I caught Beth Gold-Bernstein's wrap-up of Software AG's Innovation 2008. I always enjoy speaking with Beth, but this portion of the post needed to be addressed here:
"Dave Linthicum, always the provocateur, put forth the vision that angry masses were waiting at the gates with to torches, because it's too difficult to implement."
That's actually not the point I was attempting to make. My core assertion was that the technology is not doing a good job in matching up with the requirements of the typical SOA practitioner, generally speaking. In essence, what I'm hearing, is that the enterprise SOA requirements are much more rudimentary, and the existing SOA technology -- while innovative in some instances -- just does not match up to the needs.
The fact of the matter is that when you sell technology you're looking to be as innovative as possible, and thus love to drive ahead of the market. I've done that many times in my career. While innovation is indeed a desirable characteristics of technology, there are many areas where the SOA technology has a tendency to drive to innovation, while at the same time missing the needs of the rank-and-file SOA practitioners.
While the SOA vendors are quick to point out their success stories through customer case studies, that does not mean I'm wrong here -- only that somebody found the technology of value. Again, I'm talking about the larger general marketplace and the core requirement of the typical enterprise attempting to make SOA work for the first time. The technology is just not lining up well with the requirements, according to the SOA architects I'm speaking with.
The best example that I can find of this same mistake being made is the release of Windows Vista, as related to the forthcoming release of Windows 7. Windows Vista just had too much going on, and many of the features and functions just were not needed by the typical business and home user. Thus, they remained with Windows XP, and the pushback on Vista is now legendary.

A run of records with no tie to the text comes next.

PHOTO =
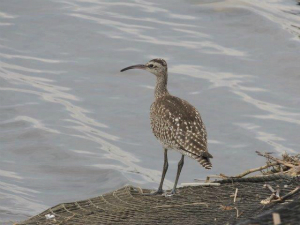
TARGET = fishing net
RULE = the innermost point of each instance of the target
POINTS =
(191, 205)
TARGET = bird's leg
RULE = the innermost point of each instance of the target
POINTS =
(180, 165)
(165, 168)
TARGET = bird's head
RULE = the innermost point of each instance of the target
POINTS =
(156, 66)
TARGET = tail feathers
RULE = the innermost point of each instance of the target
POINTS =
(205, 162)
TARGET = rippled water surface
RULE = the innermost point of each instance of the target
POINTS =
(73, 127)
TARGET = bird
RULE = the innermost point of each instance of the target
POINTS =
(175, 123)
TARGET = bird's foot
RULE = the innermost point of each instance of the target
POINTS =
(158, 192)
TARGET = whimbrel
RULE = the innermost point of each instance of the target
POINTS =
(175, 123)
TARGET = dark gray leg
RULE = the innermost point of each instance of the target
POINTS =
(180, 165)
(165, 168)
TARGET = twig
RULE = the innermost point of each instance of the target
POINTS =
(276, 219)
(270, 188)
(275, 159)
(170, 206)
(287, 195)
(234, 199)
(255, 170)
(237, 212)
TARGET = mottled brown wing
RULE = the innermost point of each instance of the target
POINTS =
(177, 124)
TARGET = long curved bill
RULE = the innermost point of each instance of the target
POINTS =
(140, 66)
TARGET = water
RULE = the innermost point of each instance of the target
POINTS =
(73, 126)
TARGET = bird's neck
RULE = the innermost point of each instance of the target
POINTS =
(161, 86)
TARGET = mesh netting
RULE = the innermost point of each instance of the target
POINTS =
(191, 205)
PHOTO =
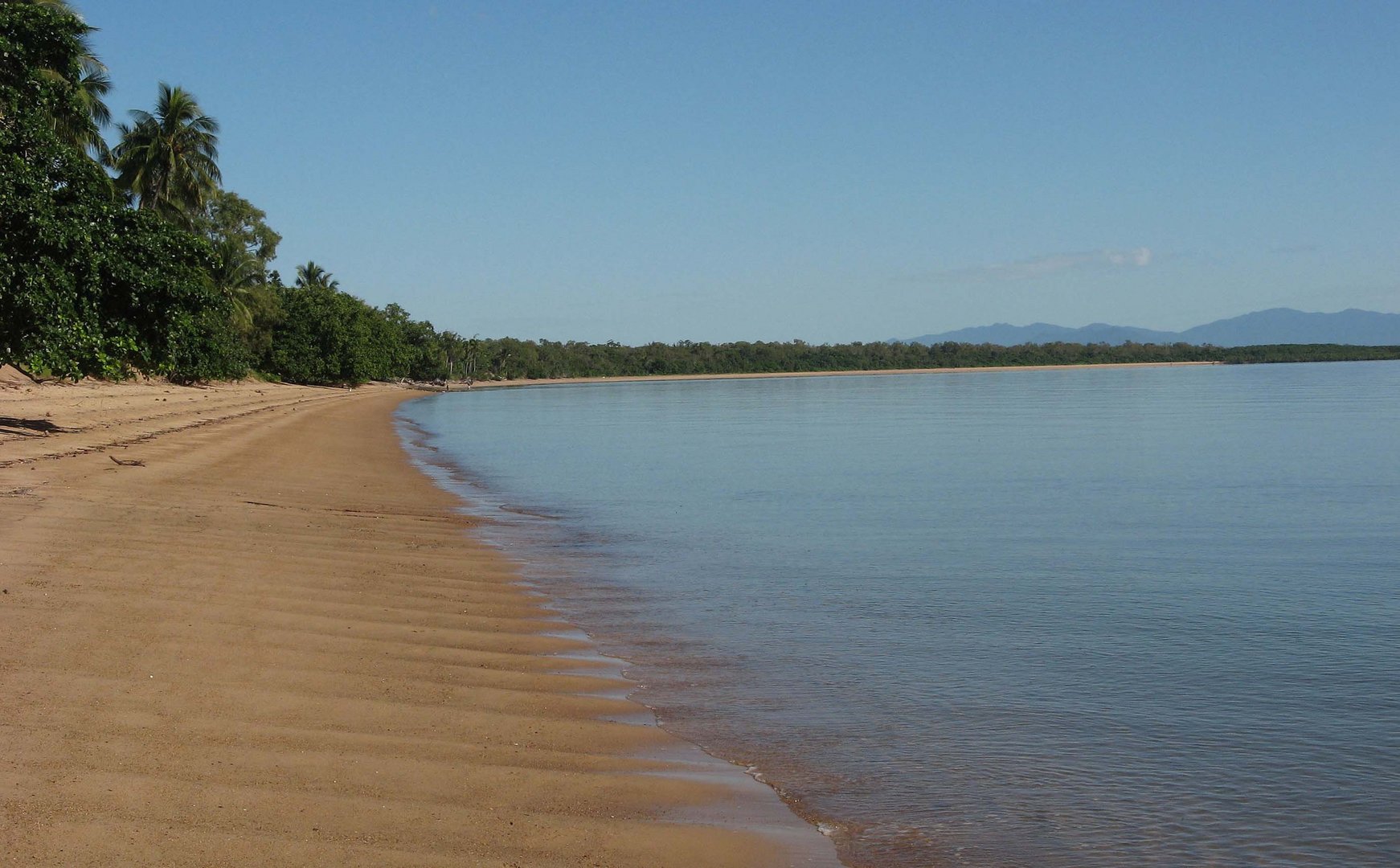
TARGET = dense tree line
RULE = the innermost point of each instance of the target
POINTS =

Windows 7, if I understand what came out of the recent Microsoft PDC, is going to be much more componentized and "lighter weight," even able to run well on an underpowered $500 notebook with 1GB of memory. Also, they will be removing some of the features that added to the overhead of Vista and that users found bothersome, me included.

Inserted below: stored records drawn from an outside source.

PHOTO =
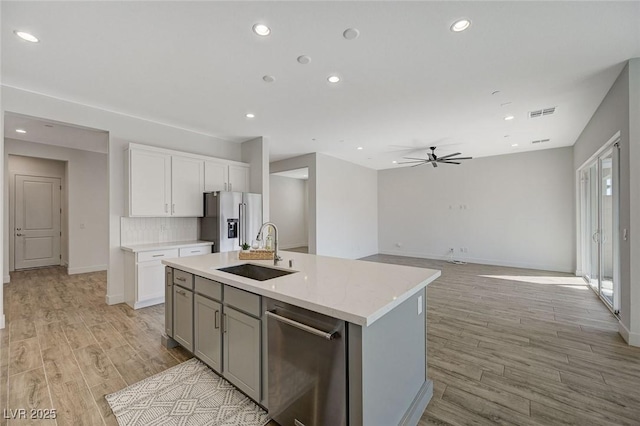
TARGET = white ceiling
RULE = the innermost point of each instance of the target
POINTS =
(54, 133)
(407, 81)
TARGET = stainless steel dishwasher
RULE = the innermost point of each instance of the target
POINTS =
(307, 377)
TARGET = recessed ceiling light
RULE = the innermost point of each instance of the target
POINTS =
(351, 33)
(26, 36)
(460, 25)
(261, 30)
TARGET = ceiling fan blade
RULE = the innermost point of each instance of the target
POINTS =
(444, 157)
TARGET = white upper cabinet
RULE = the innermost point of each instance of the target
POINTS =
(238, 178)
(222, 176)
(216, 176)
(187, 186)
(163, 182)
(149, 183)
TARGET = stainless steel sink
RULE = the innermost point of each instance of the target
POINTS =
(255, 272)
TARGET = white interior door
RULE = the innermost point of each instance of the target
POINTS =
(37, 222)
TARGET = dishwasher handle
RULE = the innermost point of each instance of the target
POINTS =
(303, 327)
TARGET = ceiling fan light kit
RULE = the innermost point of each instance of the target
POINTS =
(434, 159)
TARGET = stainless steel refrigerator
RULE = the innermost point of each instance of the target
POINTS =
(230, 219)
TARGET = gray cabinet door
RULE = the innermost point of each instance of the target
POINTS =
(168, 301)
(208, 336)
(242, 338)
(183, 317)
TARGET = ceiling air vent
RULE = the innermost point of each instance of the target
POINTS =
(542, 112)
(539, 141)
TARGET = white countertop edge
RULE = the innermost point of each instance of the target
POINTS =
(136, 248)
(232, 280)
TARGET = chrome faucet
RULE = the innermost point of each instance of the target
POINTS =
(276, 258)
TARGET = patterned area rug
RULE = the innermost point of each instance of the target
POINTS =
(187, 394)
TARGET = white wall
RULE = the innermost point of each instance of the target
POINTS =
(87, 185)
(32, 166)
(122, 130)
(511, 210)
(346, 208)
(307, 161)
(619, 111)
(288, 199)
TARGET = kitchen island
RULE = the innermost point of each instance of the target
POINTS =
(382, 308)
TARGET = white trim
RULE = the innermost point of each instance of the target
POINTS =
(114, 299)
(148, 302)
(633, 339)
(86, 269)
(492, 262)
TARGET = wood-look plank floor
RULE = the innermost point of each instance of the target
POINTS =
(505, 346)
(63, 348)
(517, 346)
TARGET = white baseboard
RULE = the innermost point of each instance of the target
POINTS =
(492, 262)
(633, 339)
(86, 269)
(114, 299)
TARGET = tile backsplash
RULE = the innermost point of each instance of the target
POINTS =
(147, 230)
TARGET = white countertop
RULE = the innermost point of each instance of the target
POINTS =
(164, 246)
(356, 291)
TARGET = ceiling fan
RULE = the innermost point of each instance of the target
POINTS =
(434, 159)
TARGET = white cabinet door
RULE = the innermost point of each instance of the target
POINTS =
(239, 178)
(187, 186)
(149, 183)
(216, 176)
(150, 281)
(242, 351)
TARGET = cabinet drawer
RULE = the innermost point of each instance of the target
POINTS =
(208, 288)
(145, 256)
(243, 300)
(194, 251)
(183, 279)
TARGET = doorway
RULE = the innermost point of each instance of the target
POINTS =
(37, 221)
(599, 224)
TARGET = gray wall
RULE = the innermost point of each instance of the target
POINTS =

Indeed, Apple is moving in similar directions with the release of its next operating system code named Snow Leopard. In essence they are adding no features, just making the operating system faster and more efficient. Apple is listening to their customers, and now Microsoft is as well.

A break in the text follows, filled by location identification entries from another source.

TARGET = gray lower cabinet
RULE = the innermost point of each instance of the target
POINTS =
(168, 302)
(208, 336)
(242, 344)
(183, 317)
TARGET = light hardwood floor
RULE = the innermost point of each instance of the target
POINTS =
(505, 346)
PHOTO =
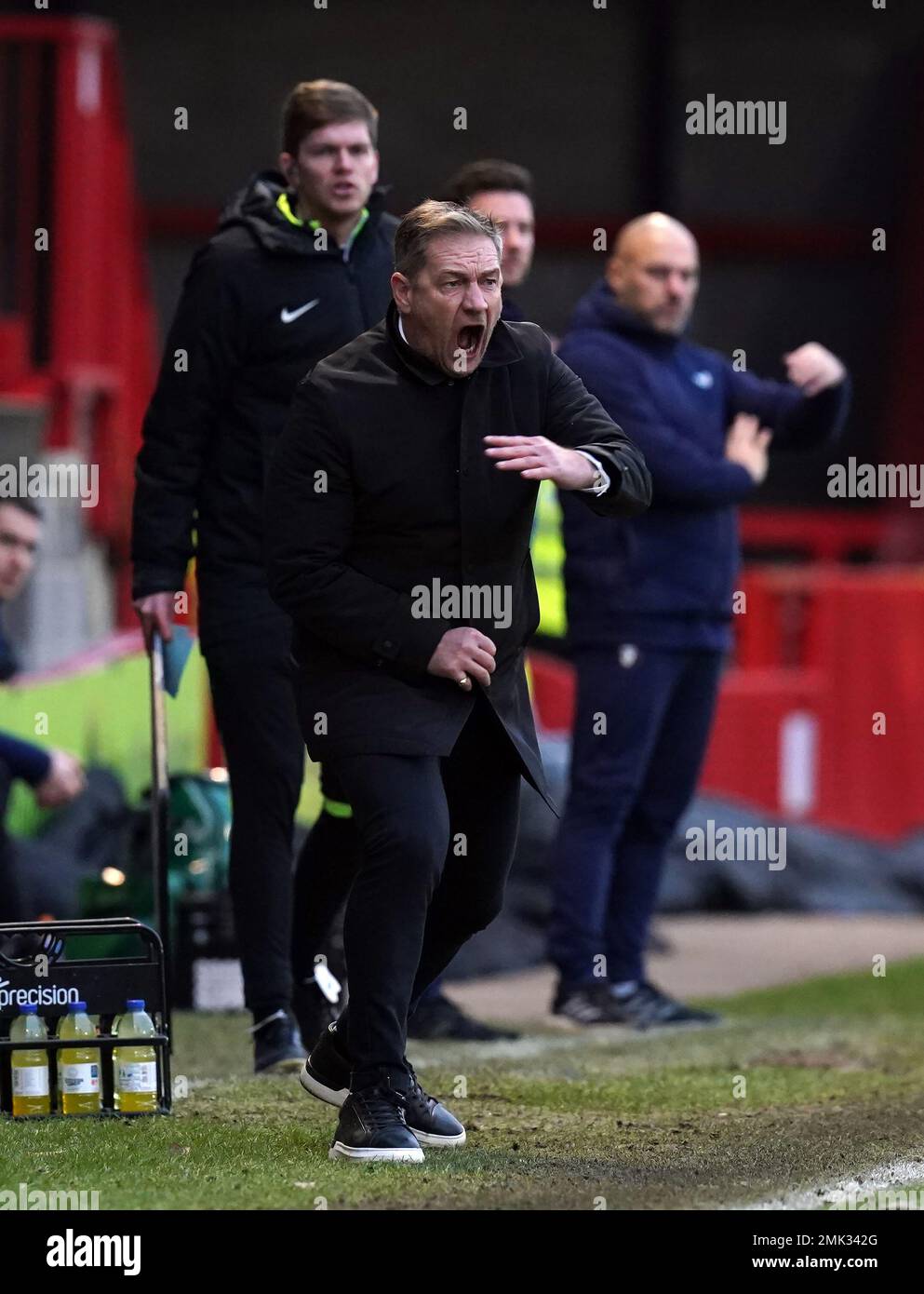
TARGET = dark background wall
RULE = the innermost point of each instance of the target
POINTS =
(595, 102)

Before I get a bunch of comments here about operating systems being very different than SOA technology, I clearly understand that. My point is that sometimes you can put too much into technology, attempting to differentiate and be innovative, but not meet the needs of the intended users. I believe that's the case with some of the SOA technology being sold out there, and it's time to learn to align to needs. You'll sell more, believe me.